Up until a couple of years ago, I viewed Indian food as something I could only get in a restaurant, believing I could never do it justice myself. But I’ve slowly started to experiment more with it, gaining confidence along the way and learning how to create my own Indian recipes from scratch. Once you realize the basics of Indian cooking and build up your collection of Indian spices, it doesn’t have to be daunting at all. If you’re new to Indian cooking, here are a few pointers:
- The base: the basis of so many Indian dishes is some sauteed onion, garlic and fresh ginger. It adds an incredible flavor to your dish, so you won’t want to skip any of these ingredients.
- The spices: don’t feel overwhelmed by the array of Indian spices out there – start with the basics. The spices I use in this recipe are all easily found in a variety of grocery stores (curry powder, turmeric, cumin, and cayenne). Others that I enjoy using include garam masala (a spice blend), ground coriander, and English mustard powder.

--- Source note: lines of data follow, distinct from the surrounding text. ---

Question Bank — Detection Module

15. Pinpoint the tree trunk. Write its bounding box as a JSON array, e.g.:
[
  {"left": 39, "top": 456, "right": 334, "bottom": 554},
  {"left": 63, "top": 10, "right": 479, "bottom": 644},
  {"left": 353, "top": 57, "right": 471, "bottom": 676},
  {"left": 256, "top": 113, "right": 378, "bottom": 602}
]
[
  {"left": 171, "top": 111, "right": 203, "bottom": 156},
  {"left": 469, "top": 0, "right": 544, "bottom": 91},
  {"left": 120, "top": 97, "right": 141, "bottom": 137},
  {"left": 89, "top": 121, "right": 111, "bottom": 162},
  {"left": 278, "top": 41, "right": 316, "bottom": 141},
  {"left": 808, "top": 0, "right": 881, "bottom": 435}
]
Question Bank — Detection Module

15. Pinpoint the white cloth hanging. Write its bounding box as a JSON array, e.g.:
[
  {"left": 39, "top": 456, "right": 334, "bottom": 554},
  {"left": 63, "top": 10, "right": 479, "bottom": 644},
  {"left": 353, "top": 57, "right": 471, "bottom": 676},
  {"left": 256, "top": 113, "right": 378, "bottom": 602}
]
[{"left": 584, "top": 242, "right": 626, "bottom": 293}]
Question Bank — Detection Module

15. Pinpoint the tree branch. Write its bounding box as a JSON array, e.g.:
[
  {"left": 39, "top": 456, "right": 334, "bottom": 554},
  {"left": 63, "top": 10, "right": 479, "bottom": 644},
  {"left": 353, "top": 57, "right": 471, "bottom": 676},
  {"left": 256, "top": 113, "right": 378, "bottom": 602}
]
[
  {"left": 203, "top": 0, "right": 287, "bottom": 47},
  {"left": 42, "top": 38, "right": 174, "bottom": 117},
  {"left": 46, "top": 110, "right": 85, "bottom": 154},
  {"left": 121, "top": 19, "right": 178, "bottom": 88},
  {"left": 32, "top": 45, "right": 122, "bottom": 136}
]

- The heat level: start with a little bit of heat (in the case of my recipe, cayenne pepper) and slowly add from there. A little goes a long way! There’s a misconception that all Indian food is extremely spicy, but many of my favorite Indian dishes are actually quite mild.
This dish – the easiest vegetarian curry, in my humble opinion – has been on an almost weekly rotation in my kitchen this winter. It ticks all of the boxes that I consider important for a weeknight meal: it comes together in about 30 minutes; a large portion of it is based on pantry/freezer staples that I usually have on hand; it’s got three servings of vegetables and plenty of protein; and the leftovers taste just as good. With cauliflower, peas, chopped tomatoes and chickpeas, this is a healthy and flavorful meal that keeps things interesting for a weeknight dinner without sacrificing too much time in the kitchen. It’s got a stew-like consistency that pairs wonderfully with either naan or rice, and it makes a nourishing, filling meal. I hope you enjoy it as much as I do!
- 1 tablespoon vegetable oil
- 1 small yellow onion or two shallots, diced
- 2 cloves of garlic, minced
- 1 tablespoon of fresh ginger, chopped
- 1 head of cauliflower, cut into florets
- 1.5 teaspoons curry powder (I use Penzey's Sweet Curry)
- 1.5 teaspoons cumin
- ½ teaspoon turmeric
- ½ teaspoon salt
- ⅛ - ¼ teaspoon cayenne, depending on how hot you want the dish to be
- 1 14 oz. can diced tomatoes
- 1 14 oz. can chickpeas, drained and rinsed
- ¾ cup frozen peas
- cilantro to garnish
- toasted cashews or almonds to garnish
- In a large pan, sautee the onion or shallot in the oil over medium heat. Once translucent (about five minutes), add the garlic and ginger. Cook for one more minute.
- Add the cauliflower florets plus two tablespoons of water. Cover with a lid and reduce the heat to low. Let the cauliflower steam for 8-10 minutes, or until it is tender.
- Add the spices and salt, stirring to coat the cauliflower; then add the tomatoes, chickpeas and peas, and increase the heat to medium. Cook for five more minutes.
- Add additional salt to taste and garnish with cilantro and cashews or almonds. Serve with naan or rice.
Notes: I can’t recommend this Penzey’s Sweet Curry highly enough. I go though it constantly!